- Known for: Co-creating WordNet

Academic background
- Alma mater: Princeton University (Ph.D., 1980)

Academic work
- Discipline: Linguist
- Sub-discipline: Cognitive linguistics
- Institutions: Princeton University
- Website: www.cs.princeton.edu/people/profile/fellbaum

= Christiane Fellbaum =

American linguist

Christiane D. Fellbaum (born December 18, 1950 in Braunschweig) is an American linguist and computational linguistics researcher who is Lecturer with Rank of Professor in the Program in Linguistics and the Computer Science Department at Princeton University. The co-developer of the WordNet project, she is also its current director.

==Biography==

Fellbaum received a Ph.D. from Princeton University in linguistics in 1980 and later joined Princeton's Cognitive Science Laboratory, working with George Armitage Miller. Together with Miller and his team, she was a creator of WordNet, a large lexical database that serves as a widely used resource in computational linguistics and natural language processing. Many researchers have since built upon her work, including AI researcher Fei-Fei Li, the inventor of ImageNet, which was inspired by a 2006 conversation with Fellbaum as well as by the name and design of the original WordNet.
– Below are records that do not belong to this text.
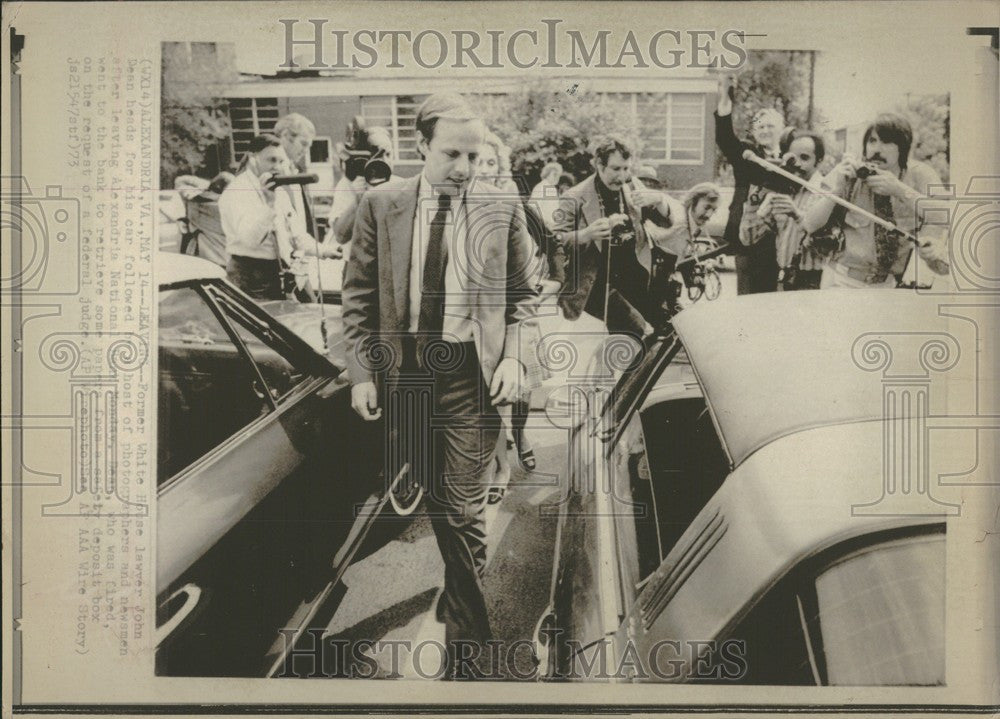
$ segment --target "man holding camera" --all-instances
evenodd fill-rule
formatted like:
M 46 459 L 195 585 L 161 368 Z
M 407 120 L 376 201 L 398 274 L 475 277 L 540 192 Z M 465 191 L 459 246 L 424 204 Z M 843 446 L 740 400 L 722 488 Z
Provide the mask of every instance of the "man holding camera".
M 935 273 L 947 274 L 943 235 L 921 231 L 923 212 L 917 204 L 941 186 L 941 179 L 930 165 L 910 158 L 910 123 L 899 115 L 879 115 L 865 130 L 862 144 L 864 162 L 845 155 L 822 187 L 915 236 L 920 257 Z M 832 199 L 819 195 L 806 211 L 803 227 L 815 233 L 828 225 L 842 231 L 843 246 L 823 268 L 822 288 L 896 287 L 910 257 L 910 241 L 871 217 L 835 209 Z
M 642 337 L 658 321 L 638 257 L 647 246 L 643 222 L 665 225 L 669 205 L 665 193 L 628 187 L 632 150 L 623 140 L 602 138 L 591 152 L 594 174 L 562 195 L 556 213 L 556 239 L 569 258 L 559 304 L 567 319 L 587 312 L 612 334 Z
M 343 174 L 333 188 L 330 206 L 330 230 L 326 241 L 332 238 L 340 245 L 347 245 L 354 232 L 354 216 L 361 196 L 372 187 L 392 179 L 392 137 L 384 127 L 365 128 L 361 118 L 351 125 L 352 143 L 344 146 L 341 156 Z M 345 248 L 349 253 L 350 248 Z
M 819 184 L 817 171 L 826 155 L 823 138 L 809 130 L 789 128 L 780 142 L 782 165 L 803 180 Z M 823 259 L 802 228 L 802 218 L 814 195 L 800 185 L 789 183 L 787 192 L 766 191 L 757 210 L 740 225 L 740 240 L 752 246 L 761 242 L 775 246 L 778 288 L 819 289 Z
M 374 421 L 383 407 L 399 410 L 387 429 L 414 439 L 393 456 L 413 451 L 410 472 L 425 484 L 444 559 L 437 618 L 445 669 L 449 678 L 473 678 L 466 650 L 481 655 L 492 638 L 482 587 L 487 470 L 497 408 L 525 380 L 521 323 L 536 315 L 534 244 L 518 196 L 485 186 L 479 196 L 467 192 L 485 126 L 464 98 L 431 95 L 415 127 L 422 172 L 366 192 L 355 213 L 343 288 L 347 371 L 358 415 Z M 385 377 L 384 393 L 376 377 Z M 430 406 L 404 401 L 414 384 Z

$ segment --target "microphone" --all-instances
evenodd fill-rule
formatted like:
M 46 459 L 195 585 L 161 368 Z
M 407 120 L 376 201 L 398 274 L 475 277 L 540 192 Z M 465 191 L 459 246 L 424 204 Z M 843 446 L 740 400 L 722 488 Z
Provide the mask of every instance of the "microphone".
M 319 182 L 319 175 L 307 173 L 302 175 L 275 175 L 267 184 L 271 187 L 280 187 L 281 185 L 312 185 L 317 182 Z

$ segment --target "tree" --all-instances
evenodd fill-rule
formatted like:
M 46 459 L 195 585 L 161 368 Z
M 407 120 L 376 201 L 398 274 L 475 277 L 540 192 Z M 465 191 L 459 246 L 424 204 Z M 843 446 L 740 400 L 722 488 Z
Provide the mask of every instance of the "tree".
M 754 114 L 767 107 L 784 115 L 786 125 L 809 127 L 812 62 L 808 51 L 752 50 L 736 80 L 734 126 L 749 129 Z
M 928 163 L 947 182 L 951 159 L 948 148 L 951 130 L 948 94 L 907 95 L 899 112 L 913 128 L 910 156 Z
M 160 186 L 183 174 L 214 175 L 210 150 L 229 137 L 224 90 L 236 82 L 233 47 L 216 43 L 164 43 L 160 113 Z
M 631 110 L 576 85 L 535 80 L 508 95 L 484 95 L 478 101 L 490 129 L 510 146 L 512 172 L 525 177 L 528 187 L 553 161 L 582 180 L 593 172 L 590 143 L 609 132 L 635 148 L 636 155 L 641 150 Z

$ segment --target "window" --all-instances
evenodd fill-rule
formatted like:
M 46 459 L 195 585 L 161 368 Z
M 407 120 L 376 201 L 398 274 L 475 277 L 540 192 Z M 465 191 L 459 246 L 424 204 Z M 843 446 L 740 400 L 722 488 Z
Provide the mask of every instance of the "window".
M 944 527 L 853 540 L 778 583 L 732 632 L 746 684 L 944 684 Z
M 329 137 L 317 137 L 309 147 L 309 163 L 313 165 L 329 164 L 332 160 L 333 143 Z
M 666 164 L 705 161 L 705 96 L 699 93 L 608 93 L 610 102 L 635 115 L 642 160 Z
M 397 164 L 421 162 L 417 152 L 417 108 L 426 95 L 382 95 L 361 98 L 361 116 L 369 127 L 379 126 L 392 135 L 393 158 Z
M 184 287 L 159 304 L 157 482 L 270 411 L 260 378 L 206 298 Z
M 295 351 L 280 336 L 243 308 L 240 303 L 218 288 L 209 293 L 219 303 L 222 312 L 239 336 L 254 364 L 267 384 L 268 393 L 276 402 L 284 399 L 309 375 L 293 364 Z
M 274 130 L 278 122 L 278 98 L 230 98 L 229 121 L 233 126 L 233 157 L 239 162 L 250 149 L 254 135 Z

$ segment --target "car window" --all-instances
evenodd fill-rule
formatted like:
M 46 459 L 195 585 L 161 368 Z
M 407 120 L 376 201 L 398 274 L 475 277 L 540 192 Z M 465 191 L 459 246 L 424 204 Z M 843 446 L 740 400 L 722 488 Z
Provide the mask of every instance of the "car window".
M 243 341 L 247 352 L 253 357 L 257 369 L 267 384 L 268 392 L 275 401 L 286 397 L 309 377 L 305 368 L 298 368 L 295 365 L 299 353 L 295 352 L 279 334 L 273 332 L 265 322 L 254 316 L 238 299 L 218 288 L 211 288 L 209 292 L 229 318 L 230 325 Z
M 837 548 L 779 582 L 732 632 L 750 684 L 944 684 L 943 529 Z
M 687 354 L 674 334 L 656 340 L 636 366 L 622 375 L 601 412 L 602 425 L 612 445 L 618 442 L 628 419 L 671 362 L 687 362 Z
M 944 535 L 866 547 L 816 578 L 826 684 L 944 684 Z
M 162 484 L 272 405 L 253 365 L 198 290 L 160 292 L 158 332 Z
M 618 522 L 623 553 L 634 555 L 625 562 L 634 573 L 623 581 L 636 584 L 673 549 L 722 485 L 729 465 L 704 398 L 681 397 L 629 420 L 613 466 L 617 491 L 627 492 L 632 506 L 628 521 Z

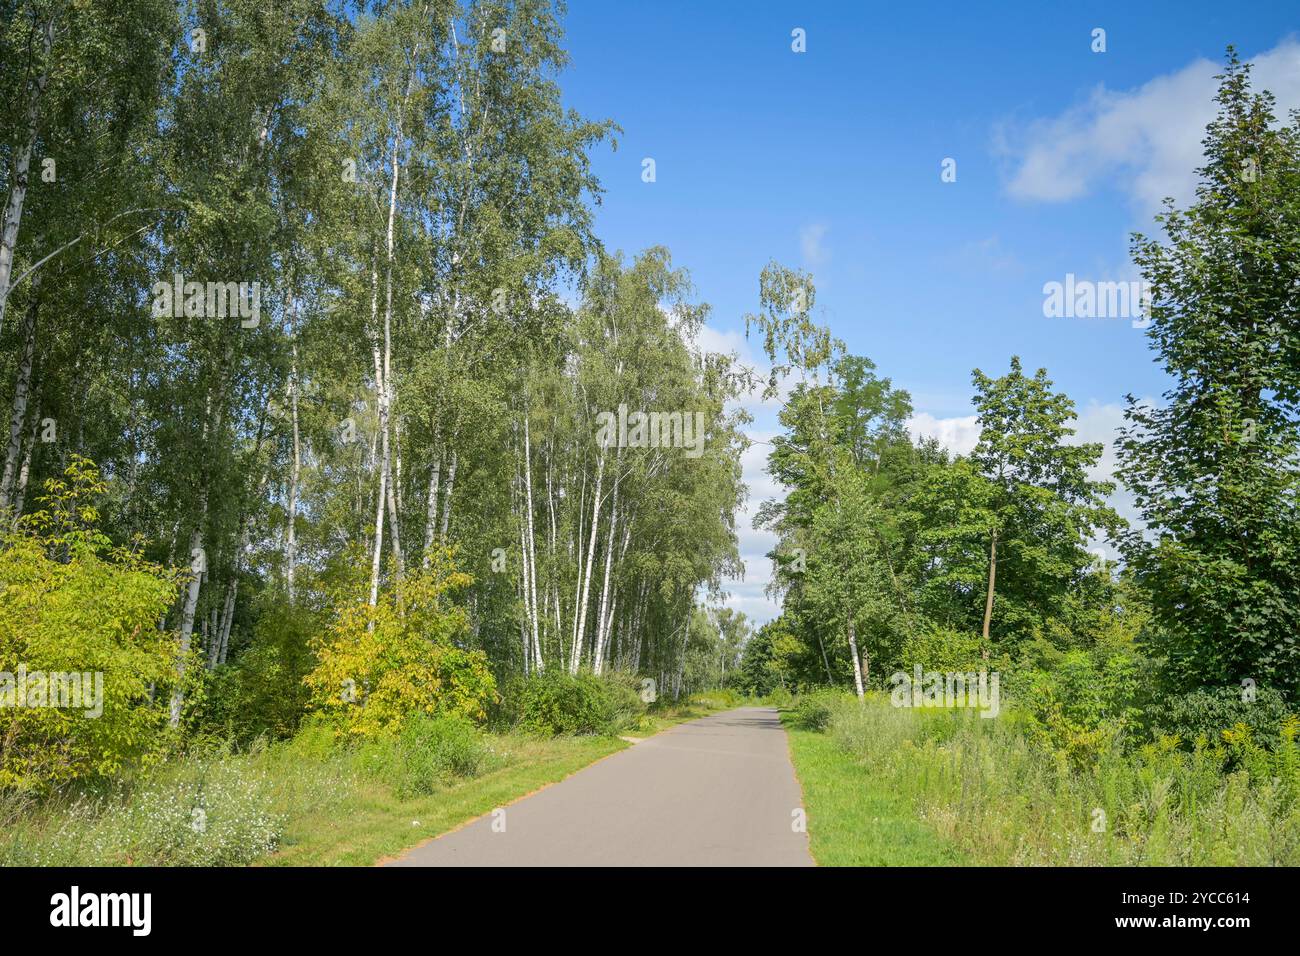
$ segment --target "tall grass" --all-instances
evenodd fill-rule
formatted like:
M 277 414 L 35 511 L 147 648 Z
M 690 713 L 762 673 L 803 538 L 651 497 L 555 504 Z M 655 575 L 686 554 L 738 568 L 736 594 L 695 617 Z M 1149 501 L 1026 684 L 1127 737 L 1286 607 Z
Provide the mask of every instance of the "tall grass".
M 0 792 L 0 866 L 241 866 L 273 853 L 290 820 L 346 815 L 375 789 L 435 793 L 507 759 L 455 718 L 351 746 L 312 723 L 239 752 L 196 745 L 100 790 L 40 802 Z
M 1188 752 L 1172 739 L 1072 766 L 1014 708 L 831 705 L 827 732 L 941 836 L 984 865 L 1300 864 L 1295 727 L 1266 751 L 1239 728 Z
M 238 866 L 284 827 L 274 778 L 252 755 L 199 754 L 107 791 L 39 805 L 0 797 L 0 865 Z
She is a founder and president of the Global WordNet Association, which guides the construction of lexical databases in many languages. She is a site coordinator of the North American Computational Linguistics Open competition. Her research focuses on lexical semantics, the syntax-semantics interface, and computational linguistics.

==Awards and honors==
In 2001, Fellbaum was one of fourteen scientists to receive the Wolfgang-Paul Prize of the Humboldt Foundation. She used her award money (1.53 million Euros) to construct an electronic database of German idioms ('Kollokationen im Wörterbuch'), a three-year project that she led at the Berlin-Brandenburg Academy of Sciences. The goal of the project, which focused on collocations that combine nouns with verbs, was to analyze and record a wide range of German-language idioms.

In 2006, she and WordNet collaborator George A. Miller were awarded the Antonio Zampolli Prize of the European Language Resources Association. According to the ELRA website, the prize recognizes "individuals whose work lies within the areas of Language Resources and Language Technology Evaluation with acknowledged contributions to their advancements."